To find out how these contract boundaries work, you may wish to conduct
some experiments:
@itemlist[#:style 'ordered
@item{Add the following line to the bottom of the file:
@;%
@(begin
#reader scribble/comment-reader
(racketblock
(celsius->fahrenheit -300)
))
@;%
Save to file and observe how the contract system blames this line and what
the blame report tells you.}

@item{Replace the body of the @racket[celsius->fahrenheit] function with
@racketblock[(sqrt c)]
Once again, run the program and study the contract
exceptions, in particular observe which party gets blamed.}

@item{Change the right-hand side of @racket[AbsoluteC] to
@racket[-273.15i], i.e., a complex number. This time a different contract
party gets blamed.}
]
The screen shot below shows that @racket[define/contract] works for
mutually recursive functions with modules. This capability is unique to
@racket[define/contract].

@image["mut-rec-contracts.png" #:scale .8]{Mutually recursive functions with contracts}

In contrast, submodules act exactly like plain modules when it comes to
contract boundaries. Like @racket[define/contract], a submodule establishes
a contract boundary between itself and the rest of the module. Any value
flow between a client module and the submodule is governed by
contracts. Any value flow within the submodule is free of any constraints.

@codebox[
@(begin
#reader scribble/comment-reader
 (racketmod0 #:file
 @tt{graph-traversal.rkt}
 racket
 ...
 (module traversal racket
   (provide
    (contract-out
     (find-path (-> graph? node? node? (option/c path?)))))
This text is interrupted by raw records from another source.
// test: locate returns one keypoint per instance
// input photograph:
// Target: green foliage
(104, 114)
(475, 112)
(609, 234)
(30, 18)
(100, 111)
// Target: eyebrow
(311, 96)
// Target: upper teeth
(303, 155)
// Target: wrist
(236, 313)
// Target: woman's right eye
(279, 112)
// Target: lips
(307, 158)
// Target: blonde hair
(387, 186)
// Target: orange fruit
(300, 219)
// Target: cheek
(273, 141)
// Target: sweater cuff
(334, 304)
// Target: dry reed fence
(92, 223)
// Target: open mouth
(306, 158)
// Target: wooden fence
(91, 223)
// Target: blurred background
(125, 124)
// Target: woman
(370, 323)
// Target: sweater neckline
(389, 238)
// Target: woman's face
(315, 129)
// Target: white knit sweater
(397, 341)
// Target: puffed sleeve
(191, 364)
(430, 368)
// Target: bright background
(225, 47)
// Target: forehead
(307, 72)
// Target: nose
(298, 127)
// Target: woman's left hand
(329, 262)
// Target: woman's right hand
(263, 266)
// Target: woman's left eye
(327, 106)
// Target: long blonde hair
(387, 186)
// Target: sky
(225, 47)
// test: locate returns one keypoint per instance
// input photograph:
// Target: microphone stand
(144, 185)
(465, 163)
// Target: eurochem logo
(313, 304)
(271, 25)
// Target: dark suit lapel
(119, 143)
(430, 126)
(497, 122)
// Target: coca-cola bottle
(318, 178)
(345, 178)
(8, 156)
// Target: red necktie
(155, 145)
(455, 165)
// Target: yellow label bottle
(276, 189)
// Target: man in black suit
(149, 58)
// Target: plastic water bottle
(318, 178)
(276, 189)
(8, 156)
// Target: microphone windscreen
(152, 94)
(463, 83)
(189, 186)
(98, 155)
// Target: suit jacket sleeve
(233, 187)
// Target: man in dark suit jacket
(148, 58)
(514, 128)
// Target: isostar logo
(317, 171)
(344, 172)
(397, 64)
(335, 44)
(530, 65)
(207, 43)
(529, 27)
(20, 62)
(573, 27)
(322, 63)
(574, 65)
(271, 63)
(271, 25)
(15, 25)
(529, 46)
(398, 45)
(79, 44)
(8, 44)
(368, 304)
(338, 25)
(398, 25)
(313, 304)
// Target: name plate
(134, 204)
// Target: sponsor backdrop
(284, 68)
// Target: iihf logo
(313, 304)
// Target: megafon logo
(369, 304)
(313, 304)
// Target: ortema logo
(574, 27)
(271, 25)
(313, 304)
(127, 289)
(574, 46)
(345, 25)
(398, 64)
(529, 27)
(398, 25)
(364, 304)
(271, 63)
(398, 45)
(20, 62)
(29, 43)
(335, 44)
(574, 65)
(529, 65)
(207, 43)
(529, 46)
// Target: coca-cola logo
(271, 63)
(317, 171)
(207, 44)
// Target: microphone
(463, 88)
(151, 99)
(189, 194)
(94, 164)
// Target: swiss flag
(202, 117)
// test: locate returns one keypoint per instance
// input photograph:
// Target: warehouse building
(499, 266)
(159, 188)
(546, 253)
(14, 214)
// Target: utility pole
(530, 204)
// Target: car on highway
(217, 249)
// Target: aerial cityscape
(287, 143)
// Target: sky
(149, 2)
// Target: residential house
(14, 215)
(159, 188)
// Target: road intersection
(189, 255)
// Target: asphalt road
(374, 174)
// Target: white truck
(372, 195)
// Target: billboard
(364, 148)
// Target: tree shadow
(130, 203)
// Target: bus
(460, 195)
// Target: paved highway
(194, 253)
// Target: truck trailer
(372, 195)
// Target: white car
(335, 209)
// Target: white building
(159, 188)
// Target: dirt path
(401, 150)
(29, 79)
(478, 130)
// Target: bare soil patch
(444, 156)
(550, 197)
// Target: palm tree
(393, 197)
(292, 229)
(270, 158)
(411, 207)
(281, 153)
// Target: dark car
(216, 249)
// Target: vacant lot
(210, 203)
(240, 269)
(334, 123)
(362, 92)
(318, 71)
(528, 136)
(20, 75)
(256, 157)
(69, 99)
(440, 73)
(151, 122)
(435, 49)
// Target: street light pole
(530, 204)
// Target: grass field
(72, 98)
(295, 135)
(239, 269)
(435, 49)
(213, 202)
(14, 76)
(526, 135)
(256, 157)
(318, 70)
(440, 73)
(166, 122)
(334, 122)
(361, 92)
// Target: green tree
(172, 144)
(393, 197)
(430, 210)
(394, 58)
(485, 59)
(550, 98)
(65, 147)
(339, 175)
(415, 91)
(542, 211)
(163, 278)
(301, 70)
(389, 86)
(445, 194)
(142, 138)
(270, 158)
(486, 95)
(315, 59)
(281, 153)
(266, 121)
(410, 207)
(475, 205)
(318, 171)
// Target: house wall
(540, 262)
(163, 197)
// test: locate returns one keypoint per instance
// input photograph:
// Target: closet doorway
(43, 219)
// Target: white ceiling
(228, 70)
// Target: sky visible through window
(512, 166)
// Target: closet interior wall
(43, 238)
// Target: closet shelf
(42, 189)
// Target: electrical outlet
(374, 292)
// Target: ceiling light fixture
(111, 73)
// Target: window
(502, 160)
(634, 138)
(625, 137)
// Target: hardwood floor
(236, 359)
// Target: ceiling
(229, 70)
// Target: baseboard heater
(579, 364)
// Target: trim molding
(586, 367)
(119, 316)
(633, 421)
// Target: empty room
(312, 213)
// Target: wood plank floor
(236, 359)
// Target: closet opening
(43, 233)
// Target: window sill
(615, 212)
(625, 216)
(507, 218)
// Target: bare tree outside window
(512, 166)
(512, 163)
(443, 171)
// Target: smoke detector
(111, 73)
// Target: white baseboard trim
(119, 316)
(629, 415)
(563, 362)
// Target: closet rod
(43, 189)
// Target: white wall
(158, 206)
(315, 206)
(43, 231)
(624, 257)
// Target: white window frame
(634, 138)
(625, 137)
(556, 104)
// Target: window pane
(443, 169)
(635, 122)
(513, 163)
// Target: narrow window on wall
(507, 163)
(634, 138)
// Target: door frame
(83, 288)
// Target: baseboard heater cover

   (require (submod ".." graph) (submod ".." contract))

   (define (find-path G s d (visited history0))
     (cond
       [(node=? s d) '()]
       [(been-here? s visited) #f]
       [else (define neighbors (node-neighbors G s))
	     (define there (record s visited))
	     (define path (find-path* G neighbors d there))
	     (if path (cons s path) #f)]))

   (define (find-path* G s* d visited)
     (cond
       [(empty? s*) #f]
       [else (or (find-path G (first s*) d visited)
		 (find-path* G (rest s*) d visited))]))

   (define (node-neighbors G n)
     (rest (assq n G))))

 (module+ test
   (require (submod ".." traversal) (submod ".." graph))
   (find-path G 'a 'd))
))]
@;%

Since modules and submodules cannot refer to each other in a mutual
recursive fashion, submodule contract boundaries cannot enforce constraints
on mutually recursive functions. It would thus be impossible to distribute
the @racket[find-path] and @racket[find-path*] functions from the preceding
code display into two distinct submodules.